从前听上了年纪的长辈们说过,古墓里大多都有墓主的影子,只要走对了地方,是能够知晓已逝之人的生前之事的,如此看来这话倒是不假。
只是……这一边承载记忆一边被摧残成狗是什么鬼啊?不只是手掌,现在全身都充斥着那种剧痛的感觉,浑身像是针扎了一样,脑袋瓜更是,,嗡嗡嗡的就像炸了一样。
“中枢丞大人,这件事就这么定了?”一个商人在他那充满褶子的脸上硬是被他挤出来一个表情来,笑的极其谄媚。
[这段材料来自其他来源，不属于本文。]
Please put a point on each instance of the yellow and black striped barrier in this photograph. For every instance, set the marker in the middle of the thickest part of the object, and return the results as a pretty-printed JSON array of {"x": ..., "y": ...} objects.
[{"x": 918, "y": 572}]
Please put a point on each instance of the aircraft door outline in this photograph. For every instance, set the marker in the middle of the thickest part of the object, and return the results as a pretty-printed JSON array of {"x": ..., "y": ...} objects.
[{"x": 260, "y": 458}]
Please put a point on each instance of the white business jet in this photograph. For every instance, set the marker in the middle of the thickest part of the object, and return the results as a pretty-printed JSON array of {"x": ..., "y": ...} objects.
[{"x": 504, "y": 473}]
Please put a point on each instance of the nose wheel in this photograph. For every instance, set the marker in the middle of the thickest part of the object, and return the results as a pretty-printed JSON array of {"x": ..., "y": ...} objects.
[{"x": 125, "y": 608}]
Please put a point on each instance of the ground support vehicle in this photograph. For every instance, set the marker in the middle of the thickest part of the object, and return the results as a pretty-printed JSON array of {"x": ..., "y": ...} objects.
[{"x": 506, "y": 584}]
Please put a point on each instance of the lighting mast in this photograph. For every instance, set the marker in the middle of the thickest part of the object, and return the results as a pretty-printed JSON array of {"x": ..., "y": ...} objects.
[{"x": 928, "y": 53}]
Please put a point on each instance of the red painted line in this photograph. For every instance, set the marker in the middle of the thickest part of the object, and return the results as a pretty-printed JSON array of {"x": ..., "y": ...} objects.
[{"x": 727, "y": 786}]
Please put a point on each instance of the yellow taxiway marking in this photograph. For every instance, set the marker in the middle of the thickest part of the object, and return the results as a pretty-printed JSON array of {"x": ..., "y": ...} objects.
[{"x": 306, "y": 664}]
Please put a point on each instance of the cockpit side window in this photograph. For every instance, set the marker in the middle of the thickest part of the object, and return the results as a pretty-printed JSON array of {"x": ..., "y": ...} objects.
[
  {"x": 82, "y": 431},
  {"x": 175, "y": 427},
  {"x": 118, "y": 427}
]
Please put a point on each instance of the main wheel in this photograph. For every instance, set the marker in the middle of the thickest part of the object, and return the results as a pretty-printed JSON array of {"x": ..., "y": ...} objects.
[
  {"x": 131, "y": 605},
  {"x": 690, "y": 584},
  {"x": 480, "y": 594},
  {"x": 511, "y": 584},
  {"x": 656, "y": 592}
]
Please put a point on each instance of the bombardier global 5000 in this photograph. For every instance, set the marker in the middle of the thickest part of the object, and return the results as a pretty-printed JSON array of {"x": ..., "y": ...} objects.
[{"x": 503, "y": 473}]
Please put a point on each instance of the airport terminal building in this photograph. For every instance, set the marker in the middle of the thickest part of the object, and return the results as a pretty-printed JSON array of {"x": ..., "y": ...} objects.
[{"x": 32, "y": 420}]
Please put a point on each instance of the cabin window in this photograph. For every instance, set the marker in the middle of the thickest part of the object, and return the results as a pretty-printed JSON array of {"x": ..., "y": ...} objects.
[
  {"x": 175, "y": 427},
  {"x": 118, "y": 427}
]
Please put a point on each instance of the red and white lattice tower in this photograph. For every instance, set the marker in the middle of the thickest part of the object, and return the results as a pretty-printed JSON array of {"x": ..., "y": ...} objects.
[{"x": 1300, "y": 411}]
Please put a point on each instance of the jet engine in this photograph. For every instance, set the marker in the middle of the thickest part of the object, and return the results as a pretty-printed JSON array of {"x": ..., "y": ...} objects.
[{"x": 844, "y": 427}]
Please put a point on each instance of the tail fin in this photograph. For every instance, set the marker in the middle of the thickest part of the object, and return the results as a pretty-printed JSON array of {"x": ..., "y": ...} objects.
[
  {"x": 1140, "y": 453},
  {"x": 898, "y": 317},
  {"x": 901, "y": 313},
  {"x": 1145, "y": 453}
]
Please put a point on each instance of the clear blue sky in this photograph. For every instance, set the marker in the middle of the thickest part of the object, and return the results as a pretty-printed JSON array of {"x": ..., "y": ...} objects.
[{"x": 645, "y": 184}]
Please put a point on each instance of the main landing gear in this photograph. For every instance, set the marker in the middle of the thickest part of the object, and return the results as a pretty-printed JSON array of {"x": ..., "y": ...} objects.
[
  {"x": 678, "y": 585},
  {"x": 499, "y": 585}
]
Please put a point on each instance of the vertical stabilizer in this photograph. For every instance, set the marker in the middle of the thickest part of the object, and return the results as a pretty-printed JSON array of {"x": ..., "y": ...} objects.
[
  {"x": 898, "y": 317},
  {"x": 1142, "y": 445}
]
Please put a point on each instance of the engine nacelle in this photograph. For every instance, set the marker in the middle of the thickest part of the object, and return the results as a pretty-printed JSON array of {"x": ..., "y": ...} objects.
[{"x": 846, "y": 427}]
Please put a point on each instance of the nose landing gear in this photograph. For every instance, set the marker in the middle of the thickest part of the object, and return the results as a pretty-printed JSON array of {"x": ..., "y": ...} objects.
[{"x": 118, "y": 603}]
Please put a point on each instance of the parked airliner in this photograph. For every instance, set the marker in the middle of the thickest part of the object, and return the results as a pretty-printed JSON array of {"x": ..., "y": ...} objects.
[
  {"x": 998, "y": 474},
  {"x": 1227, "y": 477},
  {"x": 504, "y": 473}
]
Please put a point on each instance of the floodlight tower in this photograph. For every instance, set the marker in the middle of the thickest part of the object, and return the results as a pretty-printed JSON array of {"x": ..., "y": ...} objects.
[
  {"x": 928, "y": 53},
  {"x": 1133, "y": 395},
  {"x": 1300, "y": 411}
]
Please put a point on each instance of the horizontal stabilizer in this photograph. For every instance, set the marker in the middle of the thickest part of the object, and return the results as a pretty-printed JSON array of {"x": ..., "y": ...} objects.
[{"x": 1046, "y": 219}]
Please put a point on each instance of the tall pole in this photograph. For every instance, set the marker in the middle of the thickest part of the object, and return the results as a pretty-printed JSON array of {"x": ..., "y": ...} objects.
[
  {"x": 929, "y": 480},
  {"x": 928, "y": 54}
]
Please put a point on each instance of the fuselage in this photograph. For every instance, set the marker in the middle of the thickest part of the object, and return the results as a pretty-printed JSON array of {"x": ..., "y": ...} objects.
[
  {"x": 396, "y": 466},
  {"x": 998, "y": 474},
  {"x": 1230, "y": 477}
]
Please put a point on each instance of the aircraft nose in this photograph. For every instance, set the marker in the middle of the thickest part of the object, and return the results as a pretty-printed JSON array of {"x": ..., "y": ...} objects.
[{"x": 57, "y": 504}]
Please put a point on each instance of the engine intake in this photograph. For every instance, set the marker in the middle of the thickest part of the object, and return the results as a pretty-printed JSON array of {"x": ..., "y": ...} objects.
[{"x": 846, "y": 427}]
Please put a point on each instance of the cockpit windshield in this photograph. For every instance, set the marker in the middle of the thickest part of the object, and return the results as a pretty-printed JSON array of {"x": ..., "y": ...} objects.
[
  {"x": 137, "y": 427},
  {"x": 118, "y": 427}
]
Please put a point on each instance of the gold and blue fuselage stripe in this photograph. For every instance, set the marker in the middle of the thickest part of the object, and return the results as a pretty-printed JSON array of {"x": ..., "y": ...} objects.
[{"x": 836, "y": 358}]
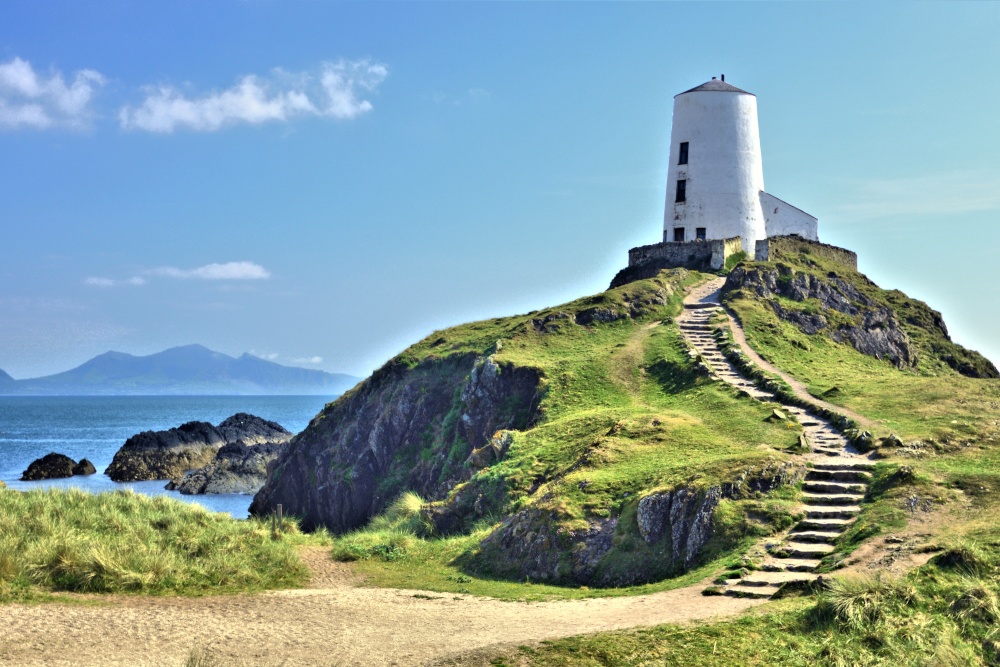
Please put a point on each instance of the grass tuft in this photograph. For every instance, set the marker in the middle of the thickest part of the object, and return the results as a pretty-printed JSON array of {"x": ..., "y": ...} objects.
[{"x": 122, "y": 542}]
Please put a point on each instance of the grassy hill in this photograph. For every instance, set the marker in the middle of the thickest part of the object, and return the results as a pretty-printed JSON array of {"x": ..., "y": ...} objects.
[{"x": 933, "y": 511}]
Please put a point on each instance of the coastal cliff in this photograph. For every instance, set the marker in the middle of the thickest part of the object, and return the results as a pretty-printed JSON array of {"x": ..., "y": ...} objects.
[{"x": 405, "y": 428}]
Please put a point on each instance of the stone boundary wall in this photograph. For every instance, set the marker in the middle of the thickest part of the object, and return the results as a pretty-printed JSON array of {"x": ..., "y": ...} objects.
[
  {"x": 647, "y": 261},
  {"x": 774, "y": 248},
  {"x": 691, "y": 254}
]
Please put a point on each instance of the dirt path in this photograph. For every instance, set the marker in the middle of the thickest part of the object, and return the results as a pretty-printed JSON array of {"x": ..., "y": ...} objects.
[
  {"x": 333, "y": 623},
  {"x": 709, "y": 292}
]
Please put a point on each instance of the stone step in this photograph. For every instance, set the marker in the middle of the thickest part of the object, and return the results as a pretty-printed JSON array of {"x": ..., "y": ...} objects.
[
  {"x": 824, "y": 524},
  {"x": 790, "y": 564},
  {"x": 775, "y": 578},
  {"x": 794, "y": 549},
  {"x": 843, "y": 475},
  {"x": 750, "y": 592},
  {"x": 833, "y": 487},
  {"x": 832, "y": 499},
  {"x": 846, "y": 512},
  {"x": 848, "y": 464},
  {"x": 815, "y": 536}
]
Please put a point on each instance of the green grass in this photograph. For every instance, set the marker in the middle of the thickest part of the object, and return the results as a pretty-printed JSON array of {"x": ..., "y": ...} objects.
[
  {"x": 54, "y": 541},
  {"x": 931, "y": 402},
  {"x": 624, "y": 413},
  {"x": 937, "y": 615}
]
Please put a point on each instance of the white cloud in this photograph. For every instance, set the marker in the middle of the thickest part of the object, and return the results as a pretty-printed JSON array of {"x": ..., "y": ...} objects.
[
  {"x": 28, "y": 99},
  {"x": 95, "y": 281},
  {"x": 335, "y": 91},
  {"x": 307, "y": 360},
  {"x": 99, "y": 282},
  {"x": 227, "y": 271}
]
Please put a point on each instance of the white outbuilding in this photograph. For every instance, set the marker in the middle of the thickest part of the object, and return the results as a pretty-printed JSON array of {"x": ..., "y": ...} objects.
[{"x": 715, "y": 182}]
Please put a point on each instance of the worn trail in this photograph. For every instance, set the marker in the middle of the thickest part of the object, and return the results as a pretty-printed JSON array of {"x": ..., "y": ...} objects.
[{"x": 838, "y": 477}]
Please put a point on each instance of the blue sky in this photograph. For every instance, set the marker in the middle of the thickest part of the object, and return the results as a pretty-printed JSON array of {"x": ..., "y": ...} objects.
[{"x": 322, "y": 184}]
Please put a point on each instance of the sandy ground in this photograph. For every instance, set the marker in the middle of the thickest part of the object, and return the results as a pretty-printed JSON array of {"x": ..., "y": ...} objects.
[{"x": 334, "y": 622}]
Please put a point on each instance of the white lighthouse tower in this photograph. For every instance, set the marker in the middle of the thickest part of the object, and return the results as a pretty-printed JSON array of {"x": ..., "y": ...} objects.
[{"x": 715, "y": 182}]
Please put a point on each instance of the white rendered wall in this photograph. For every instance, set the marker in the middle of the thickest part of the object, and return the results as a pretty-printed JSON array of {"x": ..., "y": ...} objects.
[
  {"x": 724, "y": 173},
  {"x": 782, "y": 219}
]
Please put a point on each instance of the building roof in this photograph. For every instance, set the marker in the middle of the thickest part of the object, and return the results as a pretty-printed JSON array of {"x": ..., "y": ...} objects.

这两个人看上去是在坐着什么交易的样子,被称作大人的那一位坐在案桌的旁边,一边听着他那所谓的掏心窝子的话,一遍饮着茶,好不惬意。
等那茶盅里的茶水没了,才挥了挥手将他打发走了,正厅里放着好几箱的珠宝和金银,是那个商人送来的谢礼。
这位中枢丞大人转过头来的时候,我终于想起了他的身份,是吴国孙权部下最有名的大官儿,任职中枢丞,叫做南荣跃,字仁淮。根据野史记载,是东吴最大的贪官,利用官职之便,捞了不少的油水,因为家中根基雄厚,几乎没人感得罪他,一直到老死都没有出现什么太大的问题。
这个家伙在死之前就已经选好了自己陵墓的地点,找人设计好了图纸,就打发手下招来工匠为自己修建陵墓。根据记载,当初这个南仁淮的陵墓一共分为上下两个部分,在他入葬之后不久,东吴的一个将领因为看不惯他生前的作为,领着一群人一把火烧了他的墓,只留下一个沼泽池。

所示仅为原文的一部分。